To comfort me, my parents quickly bought me another bike, a road bike commonly known as a “drop handlebar bike”. Just when my psychological trauma seemed to be healing with this new bike, tragedy struck again — this drop handlebar bike only lasted two weeks with me.

In the end, out of necessity, my parents bought me a very ordinary bicycle for commuting to school. Yet again, this utterly mundane bike, practically on the verge of being junk, only lasted a week with me. My mom said to me, “Son, you might have been targeted by a bike theft gang. Neither conspicuous nor inconspicuous bikes are safe. How about we take the bus to school from now on?” I could only agree silently, and thus began my daily routine of timing my departure to catch the bus. If the bus didn’t pass by our house, I would stroll leisurely, but as soon as I saw its shadow, I would sprint towards the bus stop, possibly improving my short-distance sprinting ability.

My parents never encouraged a mentality of revenge in their upbringing of me. If one can’t protect one’s interests through legitimate means, then find another way. They guided me appropriately, protecting my “castle”. Much of my understanding of the world was formed during this period. Education during adolescence is crucial, as it could determine whether one becomes a street thug full of foul language and violence, or a youth who is full of goodwill towards the future and the world, believing that there are many paths to choose from in life. I am grateful for the education I received!
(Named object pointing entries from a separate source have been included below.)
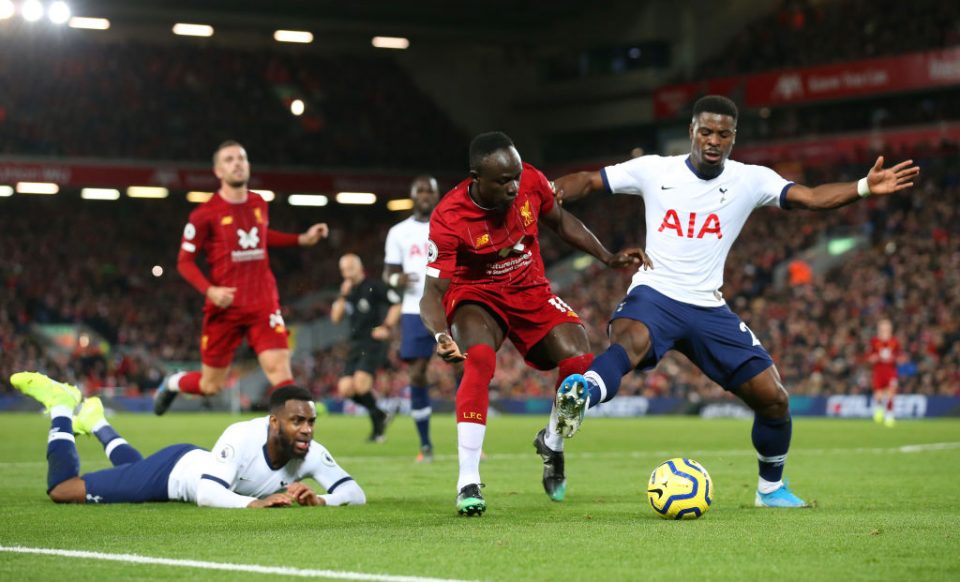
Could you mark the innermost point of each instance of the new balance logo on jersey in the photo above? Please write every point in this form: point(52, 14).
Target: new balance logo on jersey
point(710, 225)
point(249, 239)
point(276, 321)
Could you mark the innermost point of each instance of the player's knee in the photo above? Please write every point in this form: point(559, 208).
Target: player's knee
point(777, 405)
point(482, 361)
point(67, 492)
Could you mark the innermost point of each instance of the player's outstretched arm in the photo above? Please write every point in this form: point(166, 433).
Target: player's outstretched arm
point(879, 181)
point(275, 500)
point(577, 185)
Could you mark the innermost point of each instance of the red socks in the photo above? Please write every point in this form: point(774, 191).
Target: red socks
point(473, 396)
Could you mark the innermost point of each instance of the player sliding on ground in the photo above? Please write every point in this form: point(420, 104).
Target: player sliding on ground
point(486, 283)
point(696, 206)
point(256, 463)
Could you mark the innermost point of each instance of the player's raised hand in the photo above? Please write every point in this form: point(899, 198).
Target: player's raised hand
point(304, 495)
point(448, 350)
point(890, 180)
point(222, 297)
point(314, 234)
point(634, 257)
point(275, 500)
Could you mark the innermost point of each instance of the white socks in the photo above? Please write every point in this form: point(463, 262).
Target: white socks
point(173, 382)
point(553, 440)
point(470, 444)
point(764, 486)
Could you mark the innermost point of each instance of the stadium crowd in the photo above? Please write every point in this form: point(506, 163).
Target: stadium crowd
point(75, 98)
point(804, 32)
point(817, 331)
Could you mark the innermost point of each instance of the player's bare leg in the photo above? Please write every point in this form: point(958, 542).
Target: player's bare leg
point(479, 335)
point(275, 364)
point(772, 428)
point(566, 347)
point(209, 381)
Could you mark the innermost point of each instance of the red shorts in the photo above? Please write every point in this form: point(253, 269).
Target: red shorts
point(884, 381)
point(223, 329)
point(528, 314)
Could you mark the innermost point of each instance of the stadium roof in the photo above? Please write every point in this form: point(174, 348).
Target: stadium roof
point(439, 17)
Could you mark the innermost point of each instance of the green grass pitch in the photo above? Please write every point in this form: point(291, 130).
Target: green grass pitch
point(885, 510)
With a kind heart, one becomes more tolerant towards everything in the world. There are no absolute good or bad people. Viewing oneself and others from multiple dimensions and different perspectives makes us more tolerant. I often think, what color is kindness? To me, kindness is transparent; it can overlay any color without distorting them. If your heart of kindness becomes murky, then what you see may not be the true color of things, but rather your own tainted heart. Our hearts are easily influenced, so they need regular introspection and constant cleansing.

The castle of the mind has many windows. If these windows are covered in grime, you might fear to look outside, even mistaking the blurred images for messengers of evil. Only when you clean the windows do you realize that it is the sunshine trying to illuminate your heart. Standing by the window, surrounded by sunlight, the distance also awaits you.

Kindness or evilness – that is a question. To be or not to be depends on you.